File storage for virtualization (Hyper-V™ over SMB). Hyper-V can store virtual machine (VM) files, such as configuration, virtual hard disk (VHD) files, and snapshots, in file shares over the SMB 3.0 protocol. This can be used for both standalone file servers and clustered file servers that use Hyper-V together with shared file storage for the cluster.

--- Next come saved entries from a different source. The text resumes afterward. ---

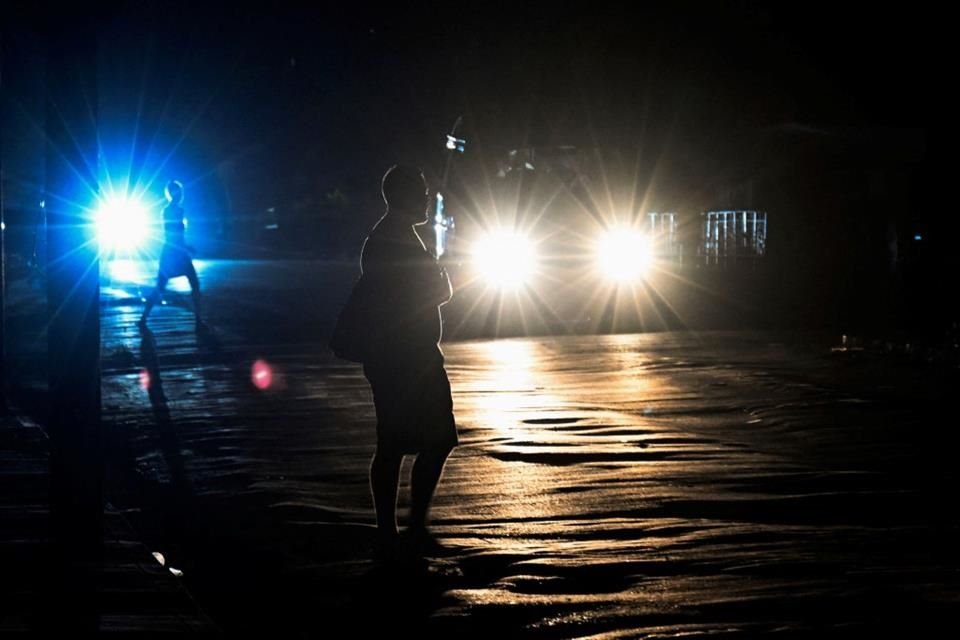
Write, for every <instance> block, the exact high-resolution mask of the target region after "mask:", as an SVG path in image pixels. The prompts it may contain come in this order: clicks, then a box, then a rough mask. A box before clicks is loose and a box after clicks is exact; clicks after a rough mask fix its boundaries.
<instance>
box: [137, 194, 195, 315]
mask: <svg viewBox="0 0 960 640" xmlns="http://www.w3.org/2000/svg"><path fill="white" fill-rule="evenodd" d="M164 195H166V197H167V206H166V207H164V209H163V250H162V251H161V252H160V269H159V272H158V273H157V286H156V288H154V290H153V293H151V294H150V297H149V298H147V303H146V305H145V306H144V307H143V315H141V316H140V322H139V325H140V327H141V328H146V326H147V317H148V316H149V315H150V311H151V310H152V309H153V306H154V305H155V304H157V302H159V301H160V298H161V297H162V296H163V292H164V290H165V289H166V288H167V282H168V281H169V280H170V278H177V277H179V276H186V277H187V280H188V281H189V282H190V293H191V295H192V298H193V317H194V321H195V323H196V329H197V332H200V331H202V330H203V329H204V325H203V322H202V321H201V320H200V280H199V279H198V278H197V270H196V269H194V268H193V260H191V259H190V253H189V247H188V246H187V243H186V239H185V237H184V236H185V233H184V232H185V231H186V228H185V225H184V223H183V184H181V183H180V181H179V180H171V181H170V182H168V183H167V187H166V189H164Z"/></svg>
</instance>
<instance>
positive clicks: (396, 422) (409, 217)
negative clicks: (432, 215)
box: [361, 165, 458, 551]
mask: <svg viewBox="0 0 960 640" xmlns="http://www.w3.org/2000/svg"><path fill="white" fill-rule="evenodd" d="M381 186H382V193H383V199H384V200H385V201H386V205H387V209H386V213H385V214H384V215H383V217H382V218H380V220H379V221H378V222H377V224H376V225H374V227H373V229H372V230H371V232H370V234H369V236H367V239H366V241H365V242H364V244H363V251H362V256H361V271H362V272H363V276H362V277H363V278H365V279H368V284H369V286H370V298H371V302H370V306H371V310H372V315H371V317H372V318H374V320H373V323H374V325H375V326H374V328H373V331H372V332H371V335H372V336H373V337H372V338H371V341H372V344H371V345H370V348H369V349H368V350H367V354H368V355H367V356H366V357H365V358H364V363H363V372H364V375H366V377H367V380H368V381H369V382H370V387H371V389H372V390H373V399H374V404H375V406H376V410H377V450H376V453H375V454H374V456H373V461H372V463H371V465H370V488H371V491H372V493H373V502H374V508H375V509H376V514H377V530H378V537H379V542H380V545H381V546H380V549H381V550H382V551H389V550H391V549H393V548H394V546H395V544H396V543H397V541H398V540H399V532H398V529H397V491H398V486H399V475H400V465H401V462H402V461H403V457H404V456H405V455H415V456H416V461H415V462H414V465H413V470H412V472H411V480H410V494H411V504H410V521H409V528H408V530H407V534H408V535H409V538H410V540H411V541H412V543H413V544H414V545H417V544H420V543H422V542H424V541H426V540H428V537H429V536H428V533H427V521H428V516H429V511H430V505H431V502H432V501H433V495H434V491H435V489H436V487H437V483H438V482H439V481H440V476H441V474H442V473H443V466H444V463H445V462H446V460H447V456H448V455H449V454H450V452H451V451H452V450H453V448H454V447H455V446H456V445H457V443H458V438H457V428H456V425H455V423H454V417H453V401H452V398H451V394H450V382H449V380H448V379H447V372H446V370H444V368H443V352H442V351H441V350H440V346H439V342H440V337H441V319H440V306H441V305H443V304H444V303H446V302H448V301H449V300H450V298H451V295H452V289H451V286H450V280H449V278H448V277H447V274H446V271H445V270H444V269H443V268H441V267H440V265H439V264H438V263H437V260H436V259H434V257H433V256H432V255H431V254H430V253H428V252H427V250H426V248H425V247H424V244H423V241H422V240H421V239H420V237H419V236H418V235H417V233H416V231H415V230H414V225H418V224H423V223H424V222H426V220H427V204H428V195H427V186H426V181H425V180H424V178H423V174H422V173H421V172H420V170H419V169H415V168H411V167H405V166H402V165H395V166H393V167H391V168H390V169H389V170H387V172H386V174H385V175H384V176H383V181H382V185H381Z"/></svg>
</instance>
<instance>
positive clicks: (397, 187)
mask: <svg viewBox="0 0 960 640" xmlns="http://www.w3.org/2000/svg"><path fill="white" fill-rule="evenodd" d="M380 187H381V192H382V193H383V199H384V201H385V202H386V203H387V209H388V210H389V211H390V212H392V213H393V214H394V215H401V216H403V217H406V218H409V219H410V220H411V222H412V223H417V222H423V221H424V220H426V218H427V202H428V195H427V181H426V179H424V177H423V173H422V172H421V171H420V169H417V168H416V167H411V166H408V165H403V164H395V165H393V166H392V167H390V168H389V169H387V172H386V173H385V174H384V175H383V181H382V182H381V185H380Z"/></svg>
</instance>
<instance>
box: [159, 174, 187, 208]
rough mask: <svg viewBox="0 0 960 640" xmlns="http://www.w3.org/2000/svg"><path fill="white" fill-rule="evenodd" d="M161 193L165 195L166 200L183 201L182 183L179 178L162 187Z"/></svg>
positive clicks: (169, 200)
mask: <svg viewBox="0 0 960 640" xmlns="http://www.w3.org/2000/svg"><path fill="white" fill-rule="evenodd" d="M163 194H164V195H165V196H167V201H168V202H172V203H173V204H181V203H182V202H183V183H181V182H180V181H179V180H171V181H170V182H168V183H167V186H166V188H164V190H163Z"/></svg>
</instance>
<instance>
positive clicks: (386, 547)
mask: <svg viewBox="0 0 960 640" xmlns="http://www.w3.org/2000/svg"><path fill="white" fill-rule="evenodd" d="M399 555H400V534H399V533H398V532H397V531H394V532H392V533H391V532H389V531H387V532H383V531H377V537H376V540H375V541H374V548H373V556H374V561H375V562H376V563H377V564H381V565H383V564H392V563H394V562H396V561H397V558H398V557H399Z"/></svg>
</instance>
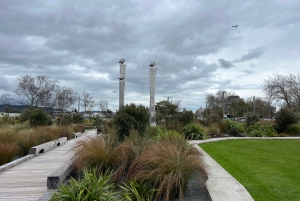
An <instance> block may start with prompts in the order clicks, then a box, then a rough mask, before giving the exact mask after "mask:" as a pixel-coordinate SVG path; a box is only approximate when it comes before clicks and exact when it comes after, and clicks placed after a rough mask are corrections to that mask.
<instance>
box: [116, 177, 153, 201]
mask: <svg viewBox="0 0 300 201" xmlns="http://www.w3.org/2000/svg"><path fill="white" fill-rule="evenodd" d="M119 187H120V188H121V189H122V192H121V196H122V198H124V199H125V200H128V201H134V200H138V201H156V200H157V198H156V192H157V189H155V188H153V187H152V186H150V185H149V184H147V183H146V182H144V181H142V180H141V181H134V180H128V181H127V182H122V185H120V186H119Z"/></svg>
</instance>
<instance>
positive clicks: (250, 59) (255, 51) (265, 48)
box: [233, 47, 267, 63]
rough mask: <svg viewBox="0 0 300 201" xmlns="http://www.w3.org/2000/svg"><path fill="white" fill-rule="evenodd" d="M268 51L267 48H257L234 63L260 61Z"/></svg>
mask: <svg viewBox="0 0 300 201" xmlns="http://www.w3.org/2000/svg"><path fill="white" fill-rule="evenodd" d="M266 51H267V48H266V47H257V48H254V49H250V50H249V52H248V53H246V54H244V55H242V56H241V57H240V58H238V59H236V60H234V61H233V62H236V63H237V62H245V61H248V60H251V59H259V58H261V56H262V55H263V54H264V53H265V52H266Z"/></svg>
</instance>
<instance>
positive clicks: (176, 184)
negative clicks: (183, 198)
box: [129, 135, 206, 200]
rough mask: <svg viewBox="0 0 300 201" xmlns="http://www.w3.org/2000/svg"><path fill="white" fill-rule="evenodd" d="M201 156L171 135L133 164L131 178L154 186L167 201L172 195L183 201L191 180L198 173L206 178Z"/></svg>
mask: <svg viewBox="0 0 300 201" xmlns="http://www.w3.org/2000/svg"><path fill="white" fill-rule="evenodd" d="M200 156H201V155H200V153H199V152H198V151H197V149H195V148H194V147H192V146H191V145H188V144H187V142H186V140H184V137H179V136H172V135H170V136H168V137H166V138H164V139H162V140H161V141H158V142H157V143H154V144H152V145H151V146H149V147H148V148H147V149H145V150H144V151H143V152H142V153H141V154H140V156H138V157H137V158H136V159H135V160H134V161H133V163H132V165H131V166H130V168H129V175H130V178H132V179H138V180H144V181H147V182H151V183H153V185H154V186H157V187H158V196H161V195H162V196H163V197H164V200H169V198H170V194H173V193H175V194H177V195H178V197H179V199H180V200H183V196H184V191H185V187H186V184H187V182H188V180H189V179H190V178H191V177H192V176H193V175H194V174H196V173H201V174H203V175H205V176H206V172H205V168H204V164H203V162H202V160H201V158H200Z"/></svg>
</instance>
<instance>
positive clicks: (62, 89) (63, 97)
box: [55, 87, 77, 115]
mask: <svg viewBox="0 0 300 201" xmlns="http://www.w3.org/2000/svg"><path fill="white" fill-rule="evenodd" d="M76 100H77V93H76V92H74V91H73V89H71V88H65V87H62V88H59V89H58V90H57V93H56V96H55V106H56V107H57V108H59V109H61V110H62V111H63V115H65V111H66V110H67V109H68V108H69V107H70V106H71V105H73V104H74V103H75V101H76Z"/></svg>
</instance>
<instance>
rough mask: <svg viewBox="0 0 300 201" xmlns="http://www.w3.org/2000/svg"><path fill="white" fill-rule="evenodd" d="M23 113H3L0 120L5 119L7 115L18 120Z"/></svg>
mask: <svg viewBox="0 0 300 201" xmlns="http://www.w3.org/2000/svg"><path fill="white" fill-rule="evenodd" d="M20 114H21V113H5V112H1V113H0V118H2V117H4V116H5V115H8V116H9V117H13V118H16V117H18V116H20Z"/></svg>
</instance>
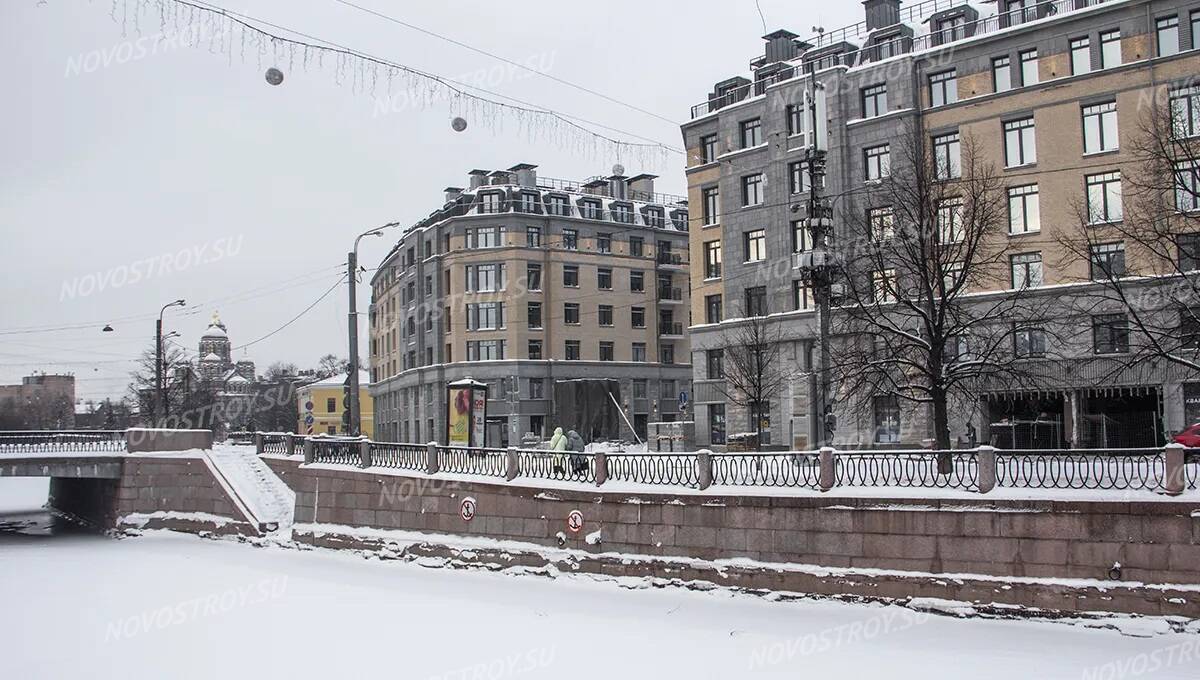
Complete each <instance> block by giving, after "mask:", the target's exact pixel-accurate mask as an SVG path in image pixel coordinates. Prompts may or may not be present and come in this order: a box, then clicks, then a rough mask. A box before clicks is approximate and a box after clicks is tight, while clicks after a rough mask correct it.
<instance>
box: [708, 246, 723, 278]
mask: <svg viewBox="0 0 1200 680" xmlns="http://www.w3.org/2000/svg"><path fill="white" fill-rule="evenodd" d="M720 277H721V242H720V241H707V242H706V243H704V278H720Z"/></svg>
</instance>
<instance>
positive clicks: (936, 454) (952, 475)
mask: <svg viewBox="0 0 1200 680" xmlns="http://www.w3.org/2000/svg"><path fill="white" fill-rule="evenodd" d="M941 456H949V457H950V474H948V475H942V474H938V471H937V463H938V457H941ZM978 473H979V468H978V459H977V456H976V452H974V450H964V451H875V452H865V451H850V452H839V453H838V456H836V458H834V483H835V485H836V486H845V487H913V488H940V489H944V488H954V489H978V488H979V480H978Z"/></svg>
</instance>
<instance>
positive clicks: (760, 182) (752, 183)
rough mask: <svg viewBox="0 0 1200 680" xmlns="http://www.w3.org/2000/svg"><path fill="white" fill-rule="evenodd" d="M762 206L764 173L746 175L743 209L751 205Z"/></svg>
mask: <svg viewBox="0 0 1200 680" xmlns="http://www.w3.org/2000/svg"><path fill="white" fill-rule="evenodd" d="M761 204H762V173H756V174H754V175H746V176H744V177H742V205H743V207H745V206H750V205H761Z"/></svg>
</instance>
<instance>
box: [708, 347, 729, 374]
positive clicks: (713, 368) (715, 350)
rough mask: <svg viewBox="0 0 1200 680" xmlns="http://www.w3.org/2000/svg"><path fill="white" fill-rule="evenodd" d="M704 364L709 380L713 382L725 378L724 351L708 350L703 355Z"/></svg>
mask: <svg viewBox="0 0 1200 680" xmlns="http://www.w3.org/2000/svg"><path fill="white" fill-rule="evenodd" d="M704 359H706V363H707V365H708V373H706V375H708V379H709V380H715V379H718V378H725V350H722V349H710V350H708V351H707V353H706V354H704Z"/></svg>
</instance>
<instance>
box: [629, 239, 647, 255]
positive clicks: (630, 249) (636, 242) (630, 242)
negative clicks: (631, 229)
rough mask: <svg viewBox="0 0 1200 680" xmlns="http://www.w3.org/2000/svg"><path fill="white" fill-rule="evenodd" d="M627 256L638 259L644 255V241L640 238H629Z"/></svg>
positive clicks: (645, 247)
mask: <svg viewBox="0 0 1200 680" xmlns="http://www.w3.org/2000/svg"><path fill="white" fill-rule="evenodd" d="M629 254H630V255H631V257H635V258H640V257H642V255H644V254H646V241H644V240H642V237H641V236H630V237H629Z"/></svg>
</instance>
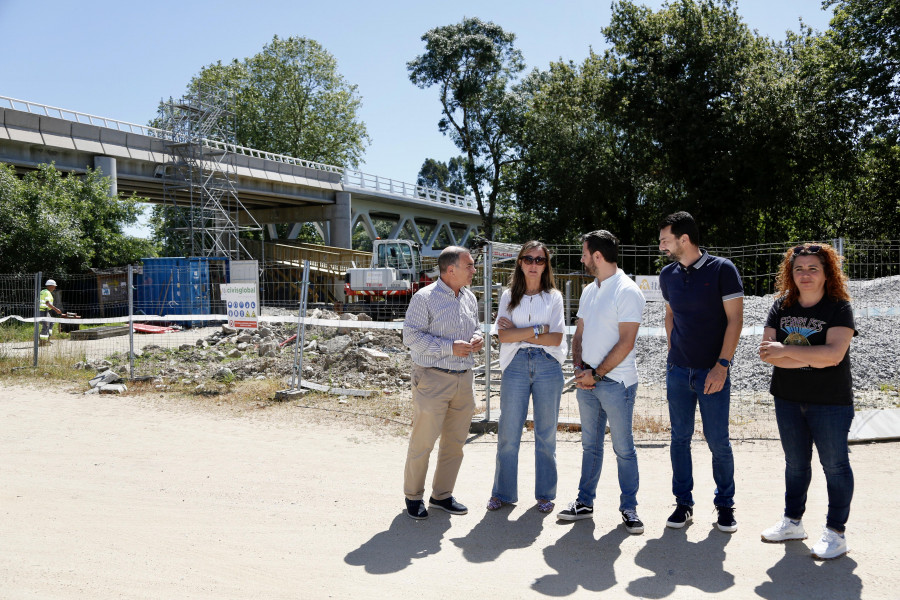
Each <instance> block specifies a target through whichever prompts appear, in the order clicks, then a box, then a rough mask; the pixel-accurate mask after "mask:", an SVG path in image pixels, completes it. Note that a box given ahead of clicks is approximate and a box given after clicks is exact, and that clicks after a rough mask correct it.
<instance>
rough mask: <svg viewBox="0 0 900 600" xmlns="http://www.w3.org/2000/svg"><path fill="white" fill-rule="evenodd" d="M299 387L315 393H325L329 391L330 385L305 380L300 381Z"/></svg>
mask: <svg viewBox="0 0 900 600" xmlns="http://www.w3.org/2000/svg"><path fill="white" fill-rule="evenodd" d="M300 387H305V388H309V389H311V390H315V391H317V392H327V391H328V390H330V389H331V386H330V385H322V384H321V383H315V382H312V381H306V380H305V379H303V380H301V381H300Z"/></svg>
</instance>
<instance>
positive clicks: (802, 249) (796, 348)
mask: <svg viewBox="0 0 900 600" xmlns="http://www.w3.org/2000/svg"><path fill="white" fill-rule="evenodd" d="M777 286H778V294H777V298H776V300H775V303H774V304H773V305H772V309H771V310H770V311H769V316H768V319H767V320H766V327H765V331H764V333H763V341H762V342H761V343H760V345H759V357H760V359H761V360H763V361H765V362H767V363H769V364H771V365H774V367H775V369H774V371H773V373H772V384H771V386H770V388H769V391H770V392H771V394H772V395H773V396H774V397H775V418H776V420H777V422H778V432H779V434H780V436H781V447H782V448H783V449H784V457H785V469H784V481H785V494H784V503H785V508H784V516H783V517H782V519H781V520H780V521H779V522H778V523H776V524H775V525H774V526H772V527H770V528H769V529H766V530H765V531H763V532H762V539H763V541H764V542H785V541H788V540H802V539H806V531H805V530H804V529H803V523H802V522H801V518H802V517H803V513H804V512H805V510H806V492H807V490H808V489H809V482H810V479H811V477H812V468H811V463H812V447H813V444H815V445H816V450H817V451H818V454H819V461H820V462H821V463H822V468H823V469H824V471H825V481H826V482H827V487H828V515H827V518H826V521H825V527H824V528H823V531H822V538H821V539H820V540H819V541H818V542H816V544H814V545H813V547H812V555H813V557H814V558H818V559H831V558H837V557H839V556H843V555H844V554H846V553H847V540H846V538H845V537H844V528H845V526H846V523H847V518H848V517H849V515H850V500H851V499H852V498H853V471H852V470H851V469H850V457H849V448H848V446H847V434H848V432H849V431H850V423H851V422H852V421H853V382H852V379H851V376H850V341H851V340H852V339H853V336H854V335H856V328H855V325H854V322H853V309H852V308H851V306H850V296H849V295H848V294H847V285H846V277H845V275H844V273H843V271H841V257H840V256H839V255H838V254H837V252H835V250H834V248H832V247H831V246H829V245H828V244H802V245H800V246H796V247H795V248H791V249H790V250H788V251H787V252H786V253H785V255H784V261H783V262H782V265H781V269H780V272H779V274H778V280H777Z"/></svg>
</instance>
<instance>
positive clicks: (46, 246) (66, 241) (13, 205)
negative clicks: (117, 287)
mask: <svg viewBox="0 0 900 600" xmlns="http://www.w3.org/2000/svg"><path fill="white" fill-rule="evenodd" d="M108 191H109V180H108V179H106V178H104V177H102V176H101V175H100V174H99V173H98V172H96V171H93V170H88V172H87V174H86V175H84V176H77V175H63V174H61V173H60V172H59V171H57V170H56V168H55V167H54V166H53V165H42V166H41V167H40V168H39V169H37V170H36V171H32V172H30V173H28V174H27V175H25V177H23V178H19V177H17V176H16V174H15V169H13V168H12V167H11V166H8V165H3V164H0V272H2V273H33V272H36V271H43V272H46V273H54V274H60V275H62V274H68V273H86V272H88V271H89V270H90V268H91V267H95V268H107V267H114V266H122V265H125V264H129V263H133V262H136V261H137V260H139V259H140V258H143V257H145V256H155V252H156V248H155V246H154V244H153V243H152V242H150V241H148V240H143V239H139V238H135V237H132V236H129V235H126V234H125V233H124V232H123V230H124V227H126V226H128V225H133V224H135V223H137V220H138V217H139V216H140V214H141V210H142V209H141V203H142V202H146V200H144V199H142V198H139V197H137V196H130V197H127V198H125V197H121V196H120V197H116V198H111V197H109V195H108Z"/></svg>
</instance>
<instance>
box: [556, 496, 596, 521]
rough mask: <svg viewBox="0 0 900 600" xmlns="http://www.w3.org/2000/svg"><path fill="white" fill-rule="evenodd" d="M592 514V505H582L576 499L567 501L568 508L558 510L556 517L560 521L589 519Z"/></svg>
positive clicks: (592, 514) (592, 511)
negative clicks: (567, 504)
mask: <svg viewBox="0 0 900 600" xmlns="http://www.w3.org/2000/svg"><path fill="white" fill-rule="evenodd" d="M593 516H594V507H593V506H587V505H584V504H582V503H581V502H578V501H577V500H576V501H575V502H570V503H569V508H567V509H565V510H561V511H559V513H558V514H557V515H556V518H557V519H559V520H560V521H580V520H581V519H591V518H593Z"/></svg>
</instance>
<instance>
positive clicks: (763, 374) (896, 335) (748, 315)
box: [636, 277, 900, 395]
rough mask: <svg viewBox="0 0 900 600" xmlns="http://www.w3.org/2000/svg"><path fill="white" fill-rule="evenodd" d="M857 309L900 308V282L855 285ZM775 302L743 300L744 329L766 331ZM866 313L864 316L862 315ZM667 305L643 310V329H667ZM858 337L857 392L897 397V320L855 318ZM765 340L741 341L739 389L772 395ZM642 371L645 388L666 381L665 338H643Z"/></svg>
mask: <svg viewBox="0 0 900 600" xmlns="http://www.w3.org/2000/svg"><path fill="white" fill-rule="evenodd" d="M850 293H851V296H852V300H851V302H852V304H853V308H854V309H855V310H856V311H857V313H859V312H860V309H870V308H880V309H885V308H890V307H894V306H900V277H886V278H882V279H875V280H871V281H861V282H851V283H850ZM774 300H775V297H774V296H773V295H767V296H747V297H745V298H744V327H745V328H746V327H751V326H754V325H759V326H762V325H764V324H765V322H766V316H767V315H768V313H769V309H770V308H771V307H772V303H773V302H774ZM862 312H865V310H863V311H862ZM664 318H665V304H664V303H662V302H648V303H647V304H646V306H645V308H644V317H643V322H642V326H644V327H664V324H665V323H664ZM856 328H857V330H858V331H859V335H858V336H857V337H856V338H854V340H853V343H852V344H851V346H850V362H851V368H852V371H853V387H854V389H856V390H884V391H885V392H886V393H887V394H888V395H896V394H897V388H898V387H900V359H898V358H897V350H898V346H900V344H898V340H900V338H898V329H900V317H898V316H878V317H869V316H860V315H859V314H858V316H857V318H856ZM759 341H760V336H742V337H741V341H740V344H738V349H737V353H736V354H735V358H734V366H733V368H732V374H731V377H732V385H733V386H734V388H735V389H740V390H748V391H756V392H765V391H768V389H769V381H770V379H771V374H772V367H771V366H769V365H767V364H765V363H764V362H762V361H761V360H759V357H758V355H757V347H758V344H759ZM636 350H637V361H638V371H639V373H640V376H641V383H644V384H650V383H657V384H658V383H659V382H660V381H663V380H664V374H665V368H666V341H665V338H664V337H649V336H648V337H639V338H638V341H637V348H636Z"/></svg>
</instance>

Microsoft SQL Server over SMB. SQL Server can store user database files on SMB file shares. Currently, this is supported with SQL Server 2008 R2 for stand-alone SQL servers. Upcoming versions of SQL Server will add support for clustered SQL servers and system databases.

Traditional storage for end user data. The SMB 3.0 protocol provides enhancements to the Information Worker (or client) workloads. These enhancements include reducing the application latencies experienced by branch office users when accessing data over wide area networks (WAN) and protecting data from eavesdropping attacks.

As you can see, traditional Microsoft shops have plenty of opportunities to leverage the high performance I/O capabilities of an R-NIC using SMB Direct.  Truly a McKinley-esque need.

Similar to Microsoft’s SMB, NFS is used as a standard access protocol by many Network Attached Storage (NAS) appliances to provide remote file sharing to multiple diverse clients.  Performance is a primary consideration when large files are moved around networks, hence the need for high performance I/O via RDMA.

Increasingly, NAS and NFS are also being considered for relational databases, such as Oracle, which have traditionally been housed on Storage Area Network (SAN) connected arrays.  With native RDMA support, NFS becomes a stronger option for Oracle databases. Due to their mission-critical nature, databases demand high performance storage capabilities with low latency.  This need increases the pressure on the storage and I/O community to provide this robust and high performance capability.

With NFS, the client (e.g., the Oracle database server) controls the file system and the NAS device appears as local storage. Due to this, vendors have been able to optimize I/O for their specific needs, greatly enhancing performance.  However, the one area which cannot be optimized by the application is the network.

Enter Emulex and our high performance I/O.  By providing an enterprise-class solution which optimizes the balance between I/O operations per second (IOPS), throughput and latency, Emulex is building on our foundation of providing the highest performing, most reliable connectivity solutions for our customers.  The Emulex EngineTM (XE)100 controller, and the OCe14000 family of adapters which will be built using it, establish a base camp for conquering the highest peaks.

When combined with features such as storage protocol offload for FCoE and iSCSI and overlay networks offload for optimizing the efficiency of software-defined networking (SDN), the OCe14000 family of Ethernet Network Adapters will provide data centers with the tools necessary to scale their challenging peaks, much like mountain climbers use belay devices, crampons, and pitons to traverse dangerous terrain.